Metadata Activism

By Laura Paglione and John Chodacki | Thu, Feb 13, 2020

Without metadata... Zero Hunger will take longer

Metadata 2020’s activism work is based on the Big Ideas that can be enabled and enhanced by richer metadata - ideas like solving poverty, and eliminating hunger.

We have developed a set of Metadata Principles that are helpful in quantifying and evaluating contributions that metadata is making toward these Big Ideas. These Principles quantify what it means to have richer metadata, metadata that is Compatible (provide a guide to content for machines and people), Complete (reflect the content, components, and relationships as published), Credible (enable content discoverability and longevity), and Curated (reflect updates and new elements). Based on these Principles, we also have developed a set of Metadata Practices that outline the actions needed by individuals and organizations to achieve these Principles to affect the Big Ideas.

During the last week of January, we kicked off our latest round of metadata activism at the PIDapalooza conference in Lisbon, Portugal. With two opportunities to get participants engaged we practiced some participatory community and action building.

Big Ideas with the Tree of PID-ful Life

10.5281/zenodo.3661233

What is a Big Idea that can be enabled by richer metadata? This is the question that this interactive exhibit sought to answer. Participants were invited to add their own big ideas to this tree that represents the growth of rich metadata to support these ideas. In addition to being really beautiful to look at, the tree by the end of the conference was filled with inspiring visions of a world rich with PIDs and metadata.

Photo of the Tree of PIDful Life

Be a Metadata Activist

10.5281/zenodo.3661228

During a 30-min session in the big conference room, participants identified the Big Ideas that they wanted to affect, and created action pledges of specific metadata practices that they will do in the near term.

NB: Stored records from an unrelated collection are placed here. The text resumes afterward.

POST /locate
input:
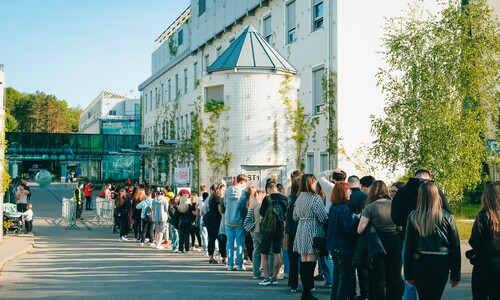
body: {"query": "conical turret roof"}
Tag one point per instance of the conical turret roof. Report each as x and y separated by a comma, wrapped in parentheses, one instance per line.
(251, 51)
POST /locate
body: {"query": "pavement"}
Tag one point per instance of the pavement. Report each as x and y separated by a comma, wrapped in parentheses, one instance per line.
(90, 263)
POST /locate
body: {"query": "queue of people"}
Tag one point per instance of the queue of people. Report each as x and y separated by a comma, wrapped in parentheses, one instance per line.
(360, 234)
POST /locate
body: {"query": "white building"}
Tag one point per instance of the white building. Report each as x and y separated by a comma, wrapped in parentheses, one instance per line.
(110, 113)
(303, 32)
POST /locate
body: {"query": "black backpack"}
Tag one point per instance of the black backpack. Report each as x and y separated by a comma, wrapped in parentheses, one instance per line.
(149, 214)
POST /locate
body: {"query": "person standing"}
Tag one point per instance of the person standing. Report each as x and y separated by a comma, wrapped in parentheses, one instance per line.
(404, 202)
(340, 230)
(160, 217)
(385, 275)
(432, 246)
(279, 203)
(87, 192)
(485, 241)
(78, 198)
(310, 212)
(234, 204)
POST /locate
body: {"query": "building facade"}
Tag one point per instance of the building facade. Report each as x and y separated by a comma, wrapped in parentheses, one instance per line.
(303, 32)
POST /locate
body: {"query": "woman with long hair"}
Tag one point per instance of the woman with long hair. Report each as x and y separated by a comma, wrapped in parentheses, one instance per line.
(432, 246)
(485, 240)
(139, 195)
(340, 231)
(212, 222)
(122, 204)
(385, 274)
(310, 213)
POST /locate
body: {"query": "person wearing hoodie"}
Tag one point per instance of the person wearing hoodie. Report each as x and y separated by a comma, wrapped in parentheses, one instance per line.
(403, 203)
(147, 222)
(160, 216)
(234, 204)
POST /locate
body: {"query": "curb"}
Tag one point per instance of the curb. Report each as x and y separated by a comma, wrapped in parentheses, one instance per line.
(27, 249)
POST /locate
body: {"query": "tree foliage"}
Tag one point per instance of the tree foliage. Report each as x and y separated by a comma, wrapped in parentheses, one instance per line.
(39, 112)
(441, 84)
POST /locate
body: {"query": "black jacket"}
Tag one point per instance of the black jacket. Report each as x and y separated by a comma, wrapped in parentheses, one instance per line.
(481, 237)
(416, 244)
(405, 201)
(357, 200)
(368, 245)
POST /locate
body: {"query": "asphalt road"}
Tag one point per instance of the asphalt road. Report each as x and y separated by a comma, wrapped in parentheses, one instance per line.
(92, 263)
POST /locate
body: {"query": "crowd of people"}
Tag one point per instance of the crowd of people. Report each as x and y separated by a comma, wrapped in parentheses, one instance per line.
(367, 240)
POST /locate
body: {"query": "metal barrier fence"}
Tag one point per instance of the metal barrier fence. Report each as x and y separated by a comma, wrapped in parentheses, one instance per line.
(68, 213)
(104, 210)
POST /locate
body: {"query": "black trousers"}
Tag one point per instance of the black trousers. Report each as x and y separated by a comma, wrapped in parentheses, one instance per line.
(147, 231)
(184, 232)
(28, 226)
(195, 233)
(213, 235)
(88, 203)
(343, 276)
(293, 260)
(137, 229)
(385, 275)
(485, 276)
(431, 275)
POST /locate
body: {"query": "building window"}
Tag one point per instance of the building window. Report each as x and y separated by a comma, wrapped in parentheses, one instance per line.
(195, 75)
(169, 91)
(151, 100)
(318, 90)
(180, 37)
(290, 21)
(323, 162)
(162, 91)
(317, 14)
(202, 7)
(310, 163)
(176, 86)
(185, 81)
(207, 61)
(268, 29)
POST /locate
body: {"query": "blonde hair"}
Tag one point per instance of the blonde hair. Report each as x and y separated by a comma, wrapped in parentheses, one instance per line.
(183, 205)
(429, 210)
(490, 203)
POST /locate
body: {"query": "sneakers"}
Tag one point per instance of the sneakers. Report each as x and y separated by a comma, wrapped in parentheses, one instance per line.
(240, 268)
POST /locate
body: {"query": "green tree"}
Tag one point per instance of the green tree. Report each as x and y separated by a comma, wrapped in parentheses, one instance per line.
(441, 86)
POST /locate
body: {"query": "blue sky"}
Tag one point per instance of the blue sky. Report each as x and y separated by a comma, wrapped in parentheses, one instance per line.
(74, 49)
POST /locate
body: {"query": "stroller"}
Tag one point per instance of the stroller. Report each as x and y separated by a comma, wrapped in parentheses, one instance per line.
(12, 219)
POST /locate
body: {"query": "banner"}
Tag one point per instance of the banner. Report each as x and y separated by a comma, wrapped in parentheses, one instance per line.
(181, 175)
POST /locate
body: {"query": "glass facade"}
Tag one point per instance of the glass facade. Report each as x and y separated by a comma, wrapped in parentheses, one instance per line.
(97, 156)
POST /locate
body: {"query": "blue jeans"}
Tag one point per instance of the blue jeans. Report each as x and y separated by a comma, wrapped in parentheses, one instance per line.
(410, 292)
(235, 233)
(325, 263)
(175, 239)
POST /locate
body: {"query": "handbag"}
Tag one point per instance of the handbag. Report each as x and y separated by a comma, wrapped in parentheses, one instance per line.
(319, 243)
(472, 255)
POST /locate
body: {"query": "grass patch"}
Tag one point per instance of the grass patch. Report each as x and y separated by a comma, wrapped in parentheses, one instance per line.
(464, 229)
(466, 212)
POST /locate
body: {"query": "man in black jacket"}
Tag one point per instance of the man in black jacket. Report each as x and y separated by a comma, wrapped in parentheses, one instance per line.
(404, 202)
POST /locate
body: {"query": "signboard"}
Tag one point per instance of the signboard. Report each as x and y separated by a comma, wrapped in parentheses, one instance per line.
(185, 190)
(181, 175)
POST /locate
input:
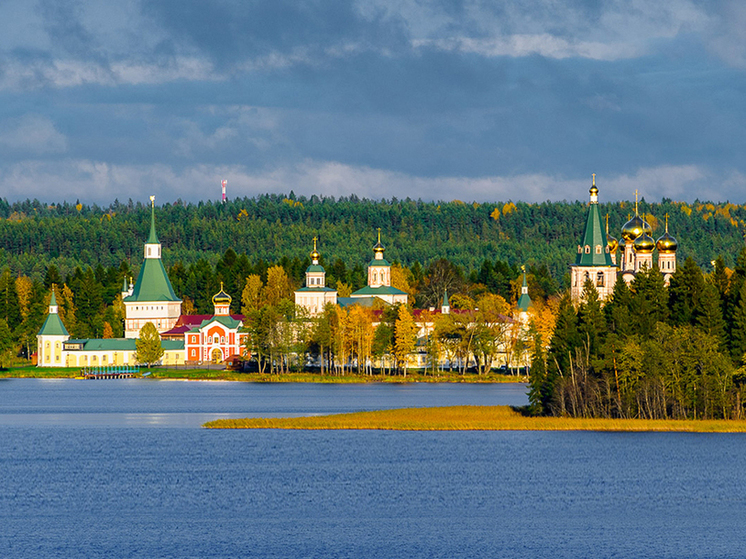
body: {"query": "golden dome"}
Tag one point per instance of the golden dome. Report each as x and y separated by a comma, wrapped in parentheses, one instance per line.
(612, 243)
(221, 298)
(635, 227)
(644, 243)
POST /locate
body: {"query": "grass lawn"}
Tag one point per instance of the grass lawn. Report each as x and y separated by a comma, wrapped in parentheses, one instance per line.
(474, 418)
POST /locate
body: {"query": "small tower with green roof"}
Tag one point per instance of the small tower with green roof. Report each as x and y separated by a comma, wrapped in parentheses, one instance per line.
(153, 298)
(593, 260)
(51, 338)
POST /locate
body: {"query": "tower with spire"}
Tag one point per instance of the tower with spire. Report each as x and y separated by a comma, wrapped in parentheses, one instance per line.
(315, 294)
(379, 279)
(667, 247)
(51, 338)
(593, 261)
(152, 299)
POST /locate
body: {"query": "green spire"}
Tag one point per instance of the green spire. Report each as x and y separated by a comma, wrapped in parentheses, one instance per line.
(593, 249)
(53, 325)
(153, 238)
(524, 301)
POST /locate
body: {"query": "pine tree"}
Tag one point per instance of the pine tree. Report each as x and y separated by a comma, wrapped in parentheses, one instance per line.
(684, 290)
(591, 321)
(537, 379)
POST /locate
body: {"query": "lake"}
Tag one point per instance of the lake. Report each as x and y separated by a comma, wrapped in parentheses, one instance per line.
(122, 469)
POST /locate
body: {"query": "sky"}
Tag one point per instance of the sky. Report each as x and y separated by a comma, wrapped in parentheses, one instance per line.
(437, 100)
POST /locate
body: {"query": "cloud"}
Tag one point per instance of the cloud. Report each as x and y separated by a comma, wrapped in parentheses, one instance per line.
(99, 182)
(31, 134)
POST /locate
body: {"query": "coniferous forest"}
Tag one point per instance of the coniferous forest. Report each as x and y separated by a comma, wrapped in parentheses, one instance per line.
(653, 351)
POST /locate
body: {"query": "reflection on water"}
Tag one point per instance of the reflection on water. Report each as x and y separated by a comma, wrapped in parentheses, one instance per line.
(131, 403)
(122, 469)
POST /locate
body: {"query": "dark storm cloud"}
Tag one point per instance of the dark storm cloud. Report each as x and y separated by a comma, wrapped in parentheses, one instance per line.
(231, 32)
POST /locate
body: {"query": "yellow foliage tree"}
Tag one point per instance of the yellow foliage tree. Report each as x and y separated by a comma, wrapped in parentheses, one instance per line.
(251, 294)
(405, 337)
(24, 286)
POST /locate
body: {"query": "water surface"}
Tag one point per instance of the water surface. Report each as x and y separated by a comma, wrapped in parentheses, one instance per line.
(118, 487)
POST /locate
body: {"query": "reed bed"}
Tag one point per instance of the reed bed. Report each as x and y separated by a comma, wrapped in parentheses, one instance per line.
(474, 418)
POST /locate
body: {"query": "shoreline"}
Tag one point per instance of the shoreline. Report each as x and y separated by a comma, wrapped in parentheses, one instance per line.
(476, 418)
(295, 377)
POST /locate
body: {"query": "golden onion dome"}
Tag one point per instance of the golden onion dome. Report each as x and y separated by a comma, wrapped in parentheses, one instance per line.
(612, 243)
(644, 243)
(635, 227)
(221, 297)
(667, 243)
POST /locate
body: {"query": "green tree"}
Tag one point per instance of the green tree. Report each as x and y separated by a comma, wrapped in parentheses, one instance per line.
(148, 345)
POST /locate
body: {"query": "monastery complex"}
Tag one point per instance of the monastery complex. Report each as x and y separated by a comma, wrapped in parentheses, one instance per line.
(196, 339)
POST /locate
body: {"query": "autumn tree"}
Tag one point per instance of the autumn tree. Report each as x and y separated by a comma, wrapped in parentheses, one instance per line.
(148, 345)
(405, 337)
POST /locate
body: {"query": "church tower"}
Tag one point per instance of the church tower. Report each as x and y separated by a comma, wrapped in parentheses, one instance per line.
(315, 294)
(593, 261)
(153, 298)
(51, 338)
(667, 247)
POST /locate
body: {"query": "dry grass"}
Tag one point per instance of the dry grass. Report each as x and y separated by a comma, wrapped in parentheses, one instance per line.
(474, 418)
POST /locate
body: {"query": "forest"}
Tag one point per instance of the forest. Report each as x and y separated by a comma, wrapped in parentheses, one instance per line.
(473, 250)
(651, 351)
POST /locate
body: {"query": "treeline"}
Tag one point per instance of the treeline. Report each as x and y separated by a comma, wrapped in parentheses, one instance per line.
(34, 235)
(90, 300)
(651, 351)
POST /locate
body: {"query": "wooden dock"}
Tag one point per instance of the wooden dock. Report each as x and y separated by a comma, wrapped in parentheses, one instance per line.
(107, 373)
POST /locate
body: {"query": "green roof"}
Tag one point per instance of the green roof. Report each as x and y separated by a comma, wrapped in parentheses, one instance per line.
(226, 321)
(594, 237)
(524, 302)
(362, 301)
(383, 290)
(152, 284)
(316, 289)
(122, 344)
(53, 324)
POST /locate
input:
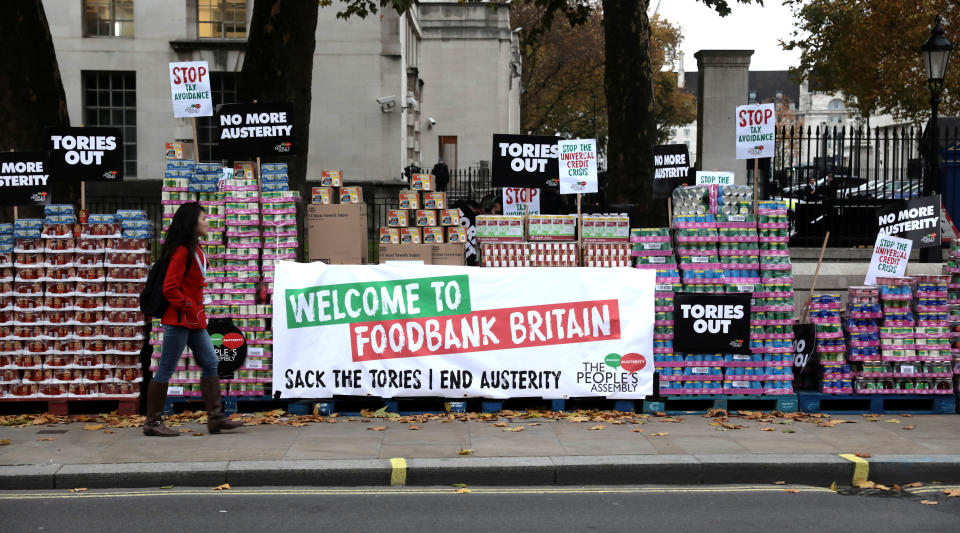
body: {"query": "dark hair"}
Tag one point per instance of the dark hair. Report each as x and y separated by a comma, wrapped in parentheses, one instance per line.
(183, 230)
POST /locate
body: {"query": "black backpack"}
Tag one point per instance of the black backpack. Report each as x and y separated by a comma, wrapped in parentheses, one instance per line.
(152, 301)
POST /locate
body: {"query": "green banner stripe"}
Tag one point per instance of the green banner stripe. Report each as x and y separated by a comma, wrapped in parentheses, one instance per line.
(372, 301)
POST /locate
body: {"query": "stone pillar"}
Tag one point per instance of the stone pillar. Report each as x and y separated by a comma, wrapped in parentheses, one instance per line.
(723, 84)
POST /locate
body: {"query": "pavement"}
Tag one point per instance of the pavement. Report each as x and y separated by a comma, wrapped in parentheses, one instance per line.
(568, 449)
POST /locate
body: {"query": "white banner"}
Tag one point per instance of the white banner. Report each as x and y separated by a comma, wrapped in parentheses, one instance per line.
(190, 89)
(449, 331)
(578, 166)
(756, 136)
(519, 201)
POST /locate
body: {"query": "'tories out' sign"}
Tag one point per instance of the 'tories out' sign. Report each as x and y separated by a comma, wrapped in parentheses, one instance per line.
(255, 130)
(756, 125)
(24, 179)
(524, 161)
(190, 89)
(712, 323)
(400, 330)
(578, 166)
(85, 154)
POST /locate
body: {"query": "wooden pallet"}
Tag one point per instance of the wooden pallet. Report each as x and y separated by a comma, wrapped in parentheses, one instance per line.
(786, 403)
(929, 404)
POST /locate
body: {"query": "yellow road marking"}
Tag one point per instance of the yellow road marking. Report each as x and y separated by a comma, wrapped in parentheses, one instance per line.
(404, 491)
(399, 474)
(861, 468)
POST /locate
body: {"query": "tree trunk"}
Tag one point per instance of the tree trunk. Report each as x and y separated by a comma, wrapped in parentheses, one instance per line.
(31, 91)
(278, 67)
(628, 83)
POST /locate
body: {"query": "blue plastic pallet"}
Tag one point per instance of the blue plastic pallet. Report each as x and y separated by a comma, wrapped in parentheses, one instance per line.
(786, 403)
(926, 404)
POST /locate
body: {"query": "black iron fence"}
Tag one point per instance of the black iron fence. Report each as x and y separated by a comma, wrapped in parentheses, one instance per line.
(834, 179)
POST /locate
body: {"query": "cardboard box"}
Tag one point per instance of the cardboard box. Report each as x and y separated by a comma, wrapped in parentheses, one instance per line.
(426, 217)
(433, 235)
(389, 235)
(331, 178)
(449, 217)
(405, 252)
(398, 218)
(410, 236)
(447, 254)
(422, 182)
(337, 234)
(434, 200)
(409, 200)
(351, 195)
(321, 195)
(457, 234)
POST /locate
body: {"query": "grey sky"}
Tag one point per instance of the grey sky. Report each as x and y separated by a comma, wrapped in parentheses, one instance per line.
(749, 27)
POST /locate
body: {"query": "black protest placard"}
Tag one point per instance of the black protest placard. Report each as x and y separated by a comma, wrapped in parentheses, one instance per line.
(805, 357)
(229, 344)
(525, 161)
(255, 130)
(712, 323)
(671, 168)
(85, 154)
(24, 178)
(917, 219)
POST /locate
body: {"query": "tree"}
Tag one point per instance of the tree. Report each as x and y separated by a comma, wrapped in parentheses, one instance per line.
(870, 51)
(31, 91)
(271, 74)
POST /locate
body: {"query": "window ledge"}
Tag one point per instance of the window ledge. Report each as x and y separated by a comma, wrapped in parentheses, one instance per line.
(190, 45)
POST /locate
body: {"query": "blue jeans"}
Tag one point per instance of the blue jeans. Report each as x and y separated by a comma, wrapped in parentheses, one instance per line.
(175, 339)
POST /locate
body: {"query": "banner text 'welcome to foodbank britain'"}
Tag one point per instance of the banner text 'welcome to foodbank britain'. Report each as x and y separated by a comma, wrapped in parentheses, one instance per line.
(400, 330)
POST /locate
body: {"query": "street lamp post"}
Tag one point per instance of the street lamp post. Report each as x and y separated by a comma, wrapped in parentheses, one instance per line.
(936, 55)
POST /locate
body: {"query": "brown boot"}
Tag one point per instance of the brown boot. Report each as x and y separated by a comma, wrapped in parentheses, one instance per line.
(156, 398)
(216, 420)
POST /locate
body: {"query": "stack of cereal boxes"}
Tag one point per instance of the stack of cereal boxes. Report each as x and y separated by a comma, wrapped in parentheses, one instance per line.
(423, 216)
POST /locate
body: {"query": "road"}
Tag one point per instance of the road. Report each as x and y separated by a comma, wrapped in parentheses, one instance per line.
(410, 509)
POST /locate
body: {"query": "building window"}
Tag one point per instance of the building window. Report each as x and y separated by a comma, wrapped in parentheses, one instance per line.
(222, 19)
(223, 90)
(108, 18)
(110, 99)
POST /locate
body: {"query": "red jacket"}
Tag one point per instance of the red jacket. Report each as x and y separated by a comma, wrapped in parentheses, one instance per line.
(185, 292)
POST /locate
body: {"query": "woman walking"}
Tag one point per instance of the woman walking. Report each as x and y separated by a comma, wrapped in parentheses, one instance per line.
(185, 323)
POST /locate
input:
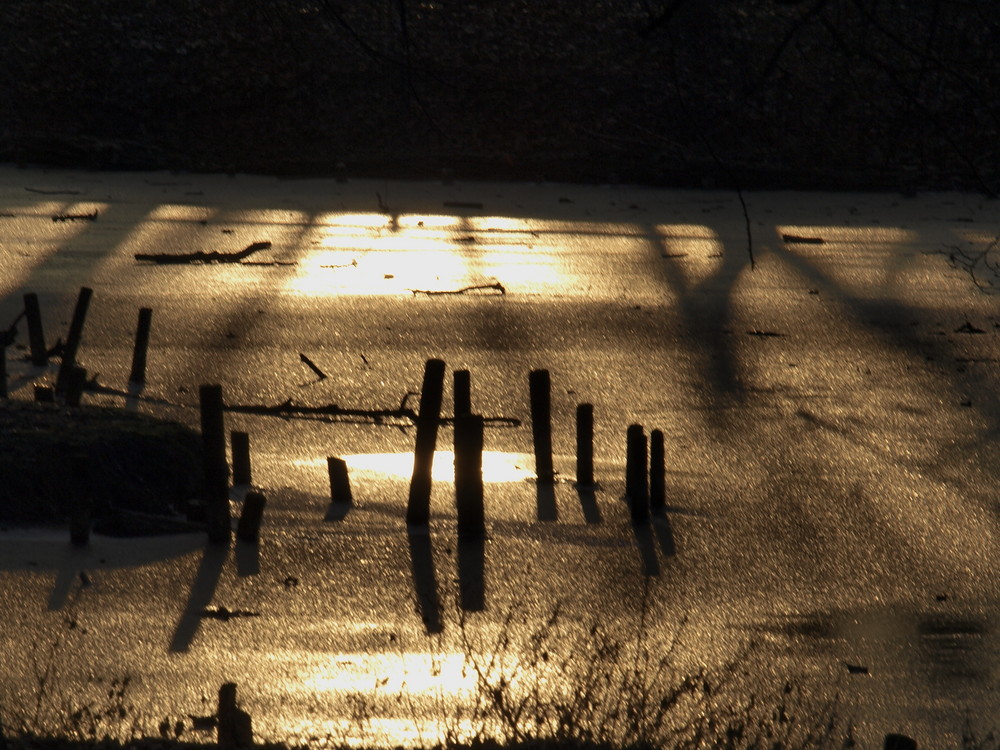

To help formulate action pledges, we discussed Metadata Personas and how practices are shaped by the personas we assume. When the Metadata 2020 community groups developed the Personas, they considered the flow of metadata between individuals and systems, and recognized that people and systems take on one or more personas based on what they are doing at any one moment. In addition, the actions performed by each Persona are quite similar regardless of industry, title or background. Using this role-based approach is a useful construct for thinking about the actions we individually can take to improve metadata.

  • Metadata Creators provide descriptive information (metadata) about research and scholarly outputs.
  • Metadata Curators classify, normalize, and standardize this descriptive information to increase its value as a resource.
  • Metadata Custodians store and maintain this descriptive information and make it available for consumers.
  • Metadata Consumers knowingly or unknowingly use the descriptive information to find, discover, connect, and cite research and scholarly outputs.

The actions of the pledges were based on the list of Metadata Practices that we are developing that fall into 8 broad groups:

  1. Connect to what already exists
  2. Adopt schema best practices
  3. Honor the strategic nature of metadata
  4. Prepare for evolving needs
  5. Facilitate discoverability
  6. Adopt an attitude of continuous improvement
  7. Act on issues when you find them
  8. Take a personal role in making metadata richer

Their pledges were inspiring. What Big Idea do you feel needs more attention and richer metadata, and what would your pledge be to affect change?